Results: A total of 164 patients combined with CCBs were included in the combination groups. After propensity score matching, 83 patients with nifedipine were matched 1:1 with the control group, 63 patients with felodipine were matched 1:2 with 126 controls, and 18 patients with amlodipine were matched 1:3 with 54 controls. Compared with the controls, the three CCBs increased the dose-adjusted trough concentration (C₀/D) levels of tacrolimus by 41.61%–45.57% (P < 0.001). For both CYP3A5 expressers (CYP3A5*1*1 or CYP3A5*1*3) and non-expressers (CYP3A5*3*3), there were significant differences in tacrolimus C₀/D between patients using felodipine/nifedipine and those without CCBs (P < 0.001). However, among CYP3A5 non-expressers, C₀/D values of tacrolimus were significantly higher in patients combined with amlodipine compared to the controls (P = 0.001), while for CYP3A5 expressers, the difference in tacrolimus C₀/D values between patients with amlodipine and without was not statistically significant (P = 0.065).

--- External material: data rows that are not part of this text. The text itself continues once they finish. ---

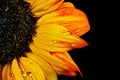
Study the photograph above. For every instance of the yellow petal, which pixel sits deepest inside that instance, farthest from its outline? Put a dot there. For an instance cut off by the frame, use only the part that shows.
(40, 7)
(15, 69)
(49, 73)
(6, 73)
(65, 57)
(33, 68)
(58, 65)
(68, 16)
(56, 38)
(48, 57)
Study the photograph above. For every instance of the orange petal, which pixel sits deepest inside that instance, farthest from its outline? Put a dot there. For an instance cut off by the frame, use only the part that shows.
(65, 57)
(68, 16)
(41, 7)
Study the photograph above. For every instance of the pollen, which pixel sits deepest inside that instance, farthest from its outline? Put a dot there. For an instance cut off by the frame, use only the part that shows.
(17, 26)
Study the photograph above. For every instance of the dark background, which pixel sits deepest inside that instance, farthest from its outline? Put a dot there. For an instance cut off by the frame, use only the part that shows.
(86, 58)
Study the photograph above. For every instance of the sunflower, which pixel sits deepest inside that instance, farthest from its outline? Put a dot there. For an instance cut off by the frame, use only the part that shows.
(35, 37)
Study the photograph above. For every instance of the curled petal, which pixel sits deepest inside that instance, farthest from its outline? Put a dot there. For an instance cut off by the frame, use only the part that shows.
(56, 38)
(31, 69)
(65, 57)
(48, 71)
(68, 16)
(6, 73)
(40, 7)
(58, 65)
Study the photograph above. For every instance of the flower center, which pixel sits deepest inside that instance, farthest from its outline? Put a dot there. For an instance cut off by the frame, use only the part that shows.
(17, 26)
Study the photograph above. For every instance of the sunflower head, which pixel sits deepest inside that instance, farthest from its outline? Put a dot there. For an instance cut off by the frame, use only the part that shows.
(17, 26)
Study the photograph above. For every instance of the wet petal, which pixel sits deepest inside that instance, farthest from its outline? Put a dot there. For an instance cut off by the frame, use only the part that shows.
(68, 16)
(48, 71)
(66, 58)
(54, 61)
(56, 38)
(40, 7)
(15, 69)
(32, 68)
(6, 73)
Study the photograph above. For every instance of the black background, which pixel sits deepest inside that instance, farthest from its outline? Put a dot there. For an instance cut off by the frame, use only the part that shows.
(86, 58)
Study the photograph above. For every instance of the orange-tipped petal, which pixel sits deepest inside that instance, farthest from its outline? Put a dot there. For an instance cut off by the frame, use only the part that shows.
(68, 16)
(65, 57)
(41, 7)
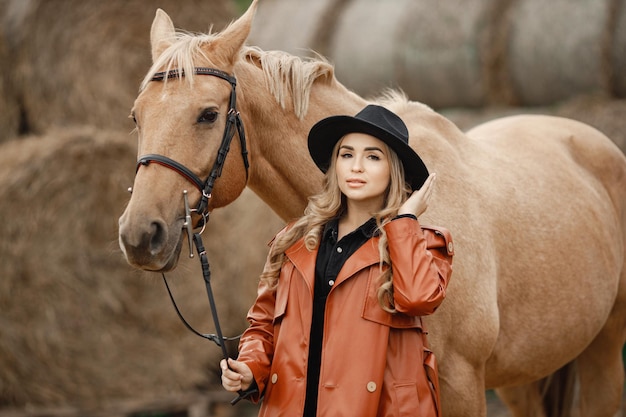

Conclusion: CCBs (felodipine/nifedipine/amlodipine) can affect tacrolimus blood concentration levels by inhibiting its metabolism. The CYP3A5 genotype may play a role in the drug interaction between tacrolimus and amlodipine. Therefore, genetic testing for tacrolimus and therapeutic drug monitoring are needed when renal transplant recipients are concurrently using CCBs.

1 Introduction

Tacrolimus, a calcineurin inhibitor (CNI), is commonly used as a first-line immunosuppressive agent for the prophylaxis of organ transplant rejection in clinical practice (Flahault et al., 2017; Viklicky et al., 2020). Because tacrolimus displays a narrow therapeutic window and high pharmacokinetic variability among individuals, therapeutic drug monitoring (TDM) is recommended to guide dosing (Pulk et al., 2015). The main metabolic enzymes of tacrolimus in the liver and small intestine are the cytochrome P450 (CYP450) 3A4 and 3A5 (Cheung et al., 2019). Part of the variability in the pharmacokinetic characteristics of tacrolimus is attributed to the polymorphisms of the CYP3A4/5 genes (rs776746), which encode the CYP3A4/5 enzymes. The allelic frequency of CYP3A4*1B is less than 1% in the East Asian population, whereas the minor allele frequency (MAF) of CYP3A5*1 can be as high as 30%, (Birdwell et al., 2015; Nair et al., 2015), making it the most important genetic polymorphism for the individualized dosing assessment of tacrolimus. Individuals carrying one or two functional alleles, CYP3A5*1*1 or CYP3A5*1*3, are termed CYP3A5 expressers, while those carrying two non-functional alleles, CYP3A5*3*3, are termed CYP3A5 non-expressers (Barbarino et al., 2013). For Asian populations, in CYP3A5 non-expressers, selective splicing of the CYP3A5 protein leads to enzyme dysfunction, thereby slowing down the metabolism of tacrolimus, ultimately resulting in changes in tacrolimus trough levels and efficacy (Ragia et al., 2016; Gago-Sánchez et al., 2021; Jain et al., 1999).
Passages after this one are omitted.